Both values bake into the Next.js bundle at build time. Changing them requires redeploying the SPA.

The cache contract has two non-obvious failure modes worth knowing about:

  • Fetch failure is opaque to the consumer. cardsForItems resolves to null on transport failure, non-OK response, or data.ok === false. The provider treats those as a fetched-failed sentinel: the cache entry is not advanced, and downstream freshness logic (useFreshRead’s diff) treats the absence of a verdict as “no information” rather than “no cards” — so it does not flicker the staleness banner on a transient error.
  • Auth-token absence short-circuits before the BFF call.
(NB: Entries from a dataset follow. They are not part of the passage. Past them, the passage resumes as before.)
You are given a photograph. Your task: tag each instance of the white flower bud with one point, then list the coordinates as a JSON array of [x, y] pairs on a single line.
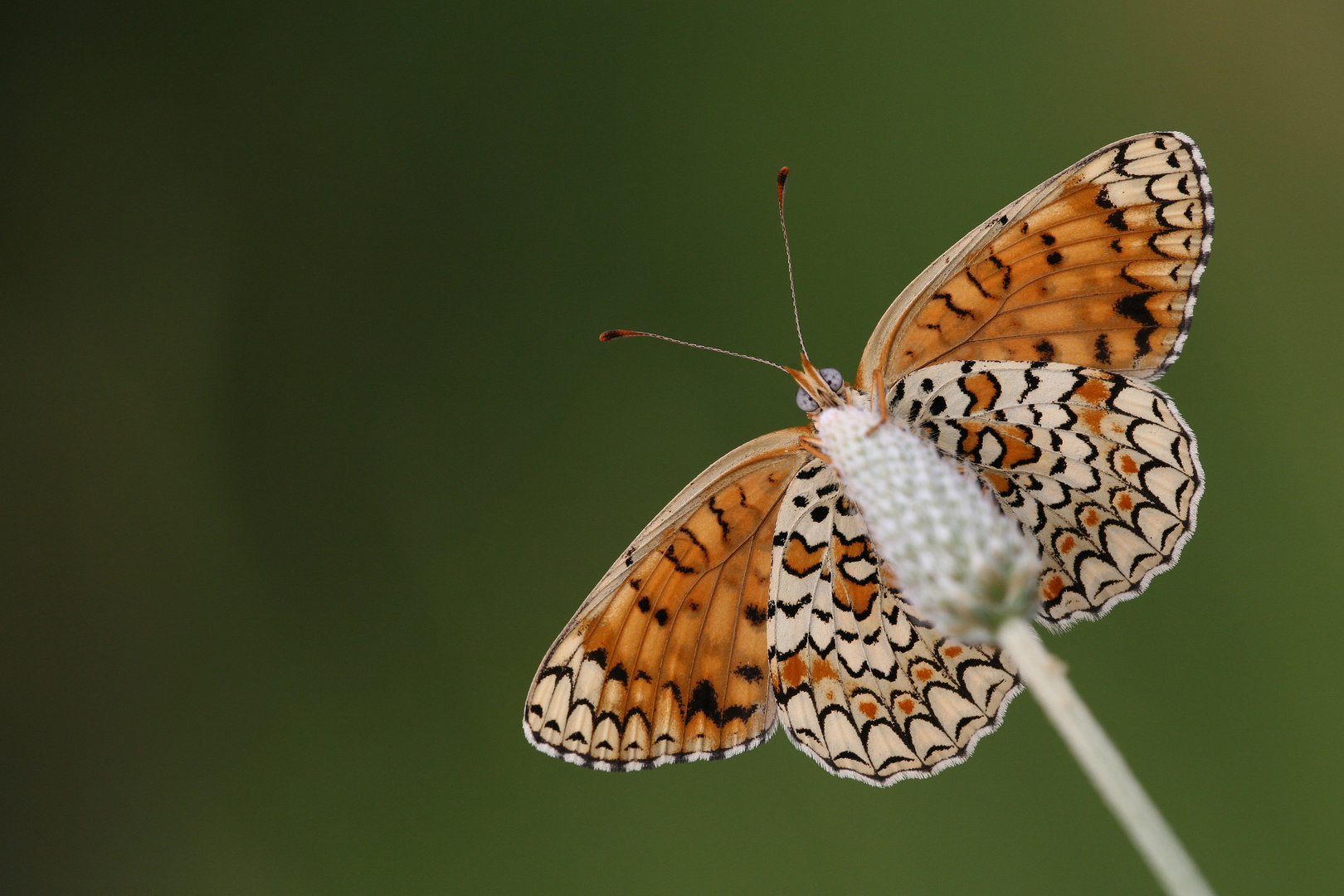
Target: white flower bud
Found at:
[[947, 546]]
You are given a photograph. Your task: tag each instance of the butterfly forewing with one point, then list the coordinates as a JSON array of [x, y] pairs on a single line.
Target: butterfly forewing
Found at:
[[667, 657], [756, 594], [866, 688], [1099, 468], [1097, 266]]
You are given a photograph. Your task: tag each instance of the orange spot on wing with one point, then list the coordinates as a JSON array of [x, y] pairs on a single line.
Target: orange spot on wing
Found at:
[[984, 390], [971, 438], [1016, 449], [823, 670], [1093, 391], [1092, 418], [793, 670], [999, 481]]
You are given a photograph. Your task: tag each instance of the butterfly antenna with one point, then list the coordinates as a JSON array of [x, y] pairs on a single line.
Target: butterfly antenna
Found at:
[[788, 258], [621, 334]]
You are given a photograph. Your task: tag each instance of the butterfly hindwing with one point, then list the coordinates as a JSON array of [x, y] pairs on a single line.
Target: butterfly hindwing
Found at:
[[866, 688], [667, 659], [1098, 266], [1101, 468]]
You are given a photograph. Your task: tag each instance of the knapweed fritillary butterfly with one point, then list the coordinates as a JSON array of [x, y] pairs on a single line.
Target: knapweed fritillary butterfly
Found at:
[[1025, 353]]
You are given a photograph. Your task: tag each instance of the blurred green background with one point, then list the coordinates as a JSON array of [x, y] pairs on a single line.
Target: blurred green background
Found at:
[[309, 448]]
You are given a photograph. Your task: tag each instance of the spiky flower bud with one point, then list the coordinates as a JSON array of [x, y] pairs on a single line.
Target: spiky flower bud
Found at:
[[947, 544]]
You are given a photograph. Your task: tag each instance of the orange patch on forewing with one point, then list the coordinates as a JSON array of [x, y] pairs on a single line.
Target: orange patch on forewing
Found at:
[[984, 390], [1016, 449], [823, 670], [858, 596], [793, 670], [1093, 391], [1092, 418], [999, 481], [971, 438]]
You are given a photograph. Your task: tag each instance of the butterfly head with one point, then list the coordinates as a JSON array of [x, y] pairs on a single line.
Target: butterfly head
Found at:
[[819, 387]]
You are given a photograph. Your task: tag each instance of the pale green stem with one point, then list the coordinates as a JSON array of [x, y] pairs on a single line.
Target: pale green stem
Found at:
[[1107, 768]]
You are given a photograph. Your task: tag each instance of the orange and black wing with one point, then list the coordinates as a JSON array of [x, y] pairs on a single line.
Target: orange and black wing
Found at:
[[1098, 268], [667, 659]]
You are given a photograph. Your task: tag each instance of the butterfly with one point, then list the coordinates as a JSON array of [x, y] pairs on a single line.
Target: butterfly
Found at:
[[1025, 353]]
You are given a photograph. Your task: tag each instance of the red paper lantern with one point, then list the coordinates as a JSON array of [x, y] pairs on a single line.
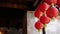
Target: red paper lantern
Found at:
[[58, 3], [51, 1], [38, 13], [45, 19], [38, 25], [52, 12], [43, 7]]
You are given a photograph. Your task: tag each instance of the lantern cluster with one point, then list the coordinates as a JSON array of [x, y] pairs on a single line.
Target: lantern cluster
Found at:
[[45, 12]]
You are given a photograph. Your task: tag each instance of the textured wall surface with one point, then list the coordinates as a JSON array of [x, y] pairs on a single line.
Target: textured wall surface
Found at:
[[52, 28]]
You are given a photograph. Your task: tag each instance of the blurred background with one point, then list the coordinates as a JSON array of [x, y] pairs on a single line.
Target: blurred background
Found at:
[[13, 18]]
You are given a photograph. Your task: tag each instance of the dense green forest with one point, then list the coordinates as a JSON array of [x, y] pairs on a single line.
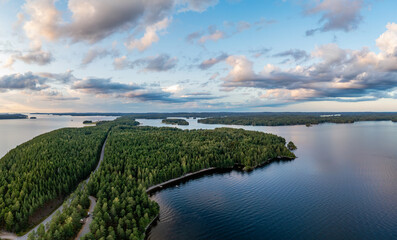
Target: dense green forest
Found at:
[[13, 116], [175, 121], [135, 159], [67, 224], [280, 119], [138, 157], [47, 167]]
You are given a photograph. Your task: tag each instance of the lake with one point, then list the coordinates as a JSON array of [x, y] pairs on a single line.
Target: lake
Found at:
[[343, 185], [17, 131]]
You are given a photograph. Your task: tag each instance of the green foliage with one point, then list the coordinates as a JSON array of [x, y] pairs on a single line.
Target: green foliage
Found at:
[[175, 121], [135, 159], [291, 146], [65, 225], [40, 170], [138, 157]]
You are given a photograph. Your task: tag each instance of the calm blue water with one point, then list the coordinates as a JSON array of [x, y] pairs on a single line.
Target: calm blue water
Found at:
[[14, 132], [342, 186]]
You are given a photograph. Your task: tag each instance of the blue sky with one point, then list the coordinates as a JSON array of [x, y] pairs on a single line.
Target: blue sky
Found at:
[[198, 55]]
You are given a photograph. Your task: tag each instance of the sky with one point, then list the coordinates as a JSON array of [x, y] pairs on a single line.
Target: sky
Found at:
[[197, 55]]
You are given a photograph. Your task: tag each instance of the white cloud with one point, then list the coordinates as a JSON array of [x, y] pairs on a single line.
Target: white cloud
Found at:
[[149, 37]]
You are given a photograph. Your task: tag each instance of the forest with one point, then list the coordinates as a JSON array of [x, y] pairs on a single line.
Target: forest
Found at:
[[174, 121], [47, 167], [282, 119], [139, 157]]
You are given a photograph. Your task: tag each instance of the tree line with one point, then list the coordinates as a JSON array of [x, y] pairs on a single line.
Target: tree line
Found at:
[[282, 119], [139, 157], [44, 168], [135, 159]]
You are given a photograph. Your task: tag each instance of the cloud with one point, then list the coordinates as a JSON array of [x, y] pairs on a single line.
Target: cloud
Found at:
[[38, 57], [149, 37], [27, 81], [198, 5], [33, 81], [231, 29], [260, 52], [344, 15], [102, 86], [296, 54], [94, 20], [64, 78], [206, 64], [336, 73], [213, 35], [159, 63], [165, 97], [95, 53], [54, 95]]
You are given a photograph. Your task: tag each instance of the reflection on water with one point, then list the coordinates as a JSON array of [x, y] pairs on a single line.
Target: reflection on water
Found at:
[[342, 186], [17, 131]]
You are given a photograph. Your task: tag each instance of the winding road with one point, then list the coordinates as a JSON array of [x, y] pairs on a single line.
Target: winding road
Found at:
[[13, 236], [86, 227]]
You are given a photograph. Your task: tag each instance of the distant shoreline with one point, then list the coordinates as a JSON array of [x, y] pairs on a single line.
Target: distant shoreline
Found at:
[[194, 175]]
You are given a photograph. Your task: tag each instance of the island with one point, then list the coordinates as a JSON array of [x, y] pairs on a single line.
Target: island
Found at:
[[136, 159], [308, 119], [173, 121], [13, 116]]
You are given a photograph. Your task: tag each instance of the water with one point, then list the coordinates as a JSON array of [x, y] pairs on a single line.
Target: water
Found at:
[[14, 132], [342, 186]]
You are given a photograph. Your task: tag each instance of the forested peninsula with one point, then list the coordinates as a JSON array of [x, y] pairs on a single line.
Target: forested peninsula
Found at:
[[52, 166], [283, 119], [175, 121], [13, 116]]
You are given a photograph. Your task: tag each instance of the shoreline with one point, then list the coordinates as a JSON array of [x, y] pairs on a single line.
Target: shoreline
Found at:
[[193, 175], [200, 173]]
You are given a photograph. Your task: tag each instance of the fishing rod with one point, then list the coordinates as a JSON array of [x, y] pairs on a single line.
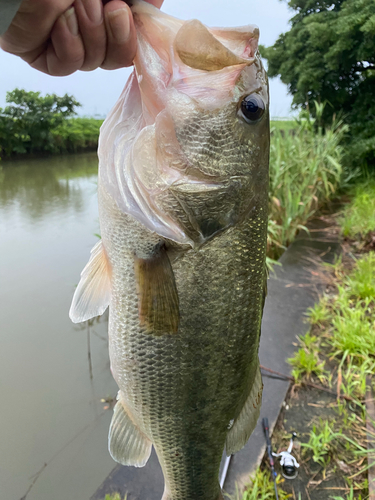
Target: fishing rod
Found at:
[[269, 452]]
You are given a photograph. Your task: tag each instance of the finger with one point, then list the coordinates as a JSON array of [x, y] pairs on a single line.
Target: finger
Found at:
[[65, 51], [121, 37], [31, 27], [93, 32], [156, 3]]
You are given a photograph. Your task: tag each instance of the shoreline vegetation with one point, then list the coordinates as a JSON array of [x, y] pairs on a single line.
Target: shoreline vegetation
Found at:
[[34, 125], [306, 160], [335, 433]]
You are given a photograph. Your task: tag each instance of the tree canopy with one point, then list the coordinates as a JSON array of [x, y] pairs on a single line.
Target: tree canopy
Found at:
[[28, 122], [329, 55]]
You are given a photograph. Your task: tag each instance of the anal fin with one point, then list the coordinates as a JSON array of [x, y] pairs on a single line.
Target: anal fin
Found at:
[[246, 421], [158, 302], [93, 292], [127, 445]]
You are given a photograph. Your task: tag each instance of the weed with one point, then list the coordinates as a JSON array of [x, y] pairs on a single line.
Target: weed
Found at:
[[359, 217], [320, 313], [306, 361], [305, 170], [262, 487], [320, 443]]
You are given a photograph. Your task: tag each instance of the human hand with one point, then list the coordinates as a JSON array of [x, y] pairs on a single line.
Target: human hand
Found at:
[[59, 37]]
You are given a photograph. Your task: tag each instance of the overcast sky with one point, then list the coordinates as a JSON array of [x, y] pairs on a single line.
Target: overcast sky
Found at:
[[98, 90]]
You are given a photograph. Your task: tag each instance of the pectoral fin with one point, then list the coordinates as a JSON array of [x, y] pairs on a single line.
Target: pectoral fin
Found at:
[[158, 303], [246, 421], [93, 292], [127, 445]]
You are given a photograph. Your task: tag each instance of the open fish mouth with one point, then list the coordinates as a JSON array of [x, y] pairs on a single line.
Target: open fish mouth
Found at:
[[182, 69]]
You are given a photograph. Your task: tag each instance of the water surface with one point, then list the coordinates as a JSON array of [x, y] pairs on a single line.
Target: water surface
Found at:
[[52, 420]]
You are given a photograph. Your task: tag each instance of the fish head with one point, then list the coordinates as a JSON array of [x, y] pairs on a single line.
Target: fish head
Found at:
[[199, 126]]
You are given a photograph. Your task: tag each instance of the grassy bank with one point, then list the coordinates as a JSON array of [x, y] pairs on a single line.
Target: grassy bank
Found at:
[[338, 354], [306, 170]]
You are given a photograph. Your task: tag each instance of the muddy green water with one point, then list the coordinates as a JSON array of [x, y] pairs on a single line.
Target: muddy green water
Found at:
[[51, 419]]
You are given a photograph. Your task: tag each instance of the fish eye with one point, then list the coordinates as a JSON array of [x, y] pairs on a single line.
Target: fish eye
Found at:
[[252, 108]]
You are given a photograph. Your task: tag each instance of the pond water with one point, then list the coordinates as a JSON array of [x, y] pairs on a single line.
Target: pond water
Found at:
[[53, 432]]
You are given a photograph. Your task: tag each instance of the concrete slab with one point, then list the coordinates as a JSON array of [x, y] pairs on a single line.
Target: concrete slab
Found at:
[[292, 289]]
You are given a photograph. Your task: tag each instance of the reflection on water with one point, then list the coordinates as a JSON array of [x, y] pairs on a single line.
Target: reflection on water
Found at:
[[53, 374], [38, 187]]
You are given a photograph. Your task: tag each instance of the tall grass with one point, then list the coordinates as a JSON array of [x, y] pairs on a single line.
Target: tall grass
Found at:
[[305, 171], [358, 218]]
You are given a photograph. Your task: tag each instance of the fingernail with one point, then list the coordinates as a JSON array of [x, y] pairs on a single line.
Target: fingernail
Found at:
[[71, 21], [119, 25], [94, 10]]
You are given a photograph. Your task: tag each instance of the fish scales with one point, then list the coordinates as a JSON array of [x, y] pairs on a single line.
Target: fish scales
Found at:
[[183, 196], [183, 390]]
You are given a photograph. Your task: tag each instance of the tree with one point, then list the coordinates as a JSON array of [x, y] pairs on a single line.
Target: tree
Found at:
[[329, 55], [27, 123]]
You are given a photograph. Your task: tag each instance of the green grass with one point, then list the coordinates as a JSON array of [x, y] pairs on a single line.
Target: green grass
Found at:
[[285, 125], [305, 171], [342, 337], [262, 487], [359, 217], [347, 318]]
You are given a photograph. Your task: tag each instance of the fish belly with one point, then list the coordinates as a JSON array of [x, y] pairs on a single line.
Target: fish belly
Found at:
[[183, 390]]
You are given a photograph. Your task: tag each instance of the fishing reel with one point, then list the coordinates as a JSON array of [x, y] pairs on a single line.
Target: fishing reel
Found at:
[[289, 465]]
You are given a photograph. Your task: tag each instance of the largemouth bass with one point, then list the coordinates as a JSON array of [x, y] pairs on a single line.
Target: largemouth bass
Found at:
[[183, 195]]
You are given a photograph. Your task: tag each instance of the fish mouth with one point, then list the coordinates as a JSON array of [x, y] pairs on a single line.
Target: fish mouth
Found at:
[[188, 57]]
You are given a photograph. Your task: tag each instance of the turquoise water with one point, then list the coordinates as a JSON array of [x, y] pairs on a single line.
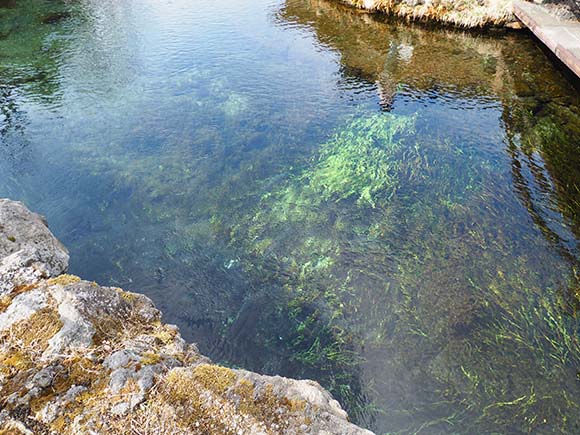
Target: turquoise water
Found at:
[[310, 191]]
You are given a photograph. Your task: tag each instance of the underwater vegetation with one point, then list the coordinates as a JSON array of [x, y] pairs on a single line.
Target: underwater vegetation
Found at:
[[408, 238]]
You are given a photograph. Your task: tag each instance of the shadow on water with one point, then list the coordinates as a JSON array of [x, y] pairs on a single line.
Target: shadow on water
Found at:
[[388, 209]]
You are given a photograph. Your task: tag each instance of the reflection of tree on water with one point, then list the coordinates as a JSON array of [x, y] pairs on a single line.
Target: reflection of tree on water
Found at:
[[483, 299]]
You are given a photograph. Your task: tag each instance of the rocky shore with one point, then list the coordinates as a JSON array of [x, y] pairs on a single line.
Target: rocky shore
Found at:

The SPA reads the user’s JWT from localStorage and bails out before issuing the request when it is missing. The BFF therefore never sees the request, the cache is untouched, and the consumer is left rendering whatever it had before. Auth-error UX is owned by the auth layer described in Frontend Application Architecture.

The freshness machinery layered on top of the cache — when it fires, what it tells the user, and how it avoids flicker on the failure modes above — is documented in Editing and Concurrency.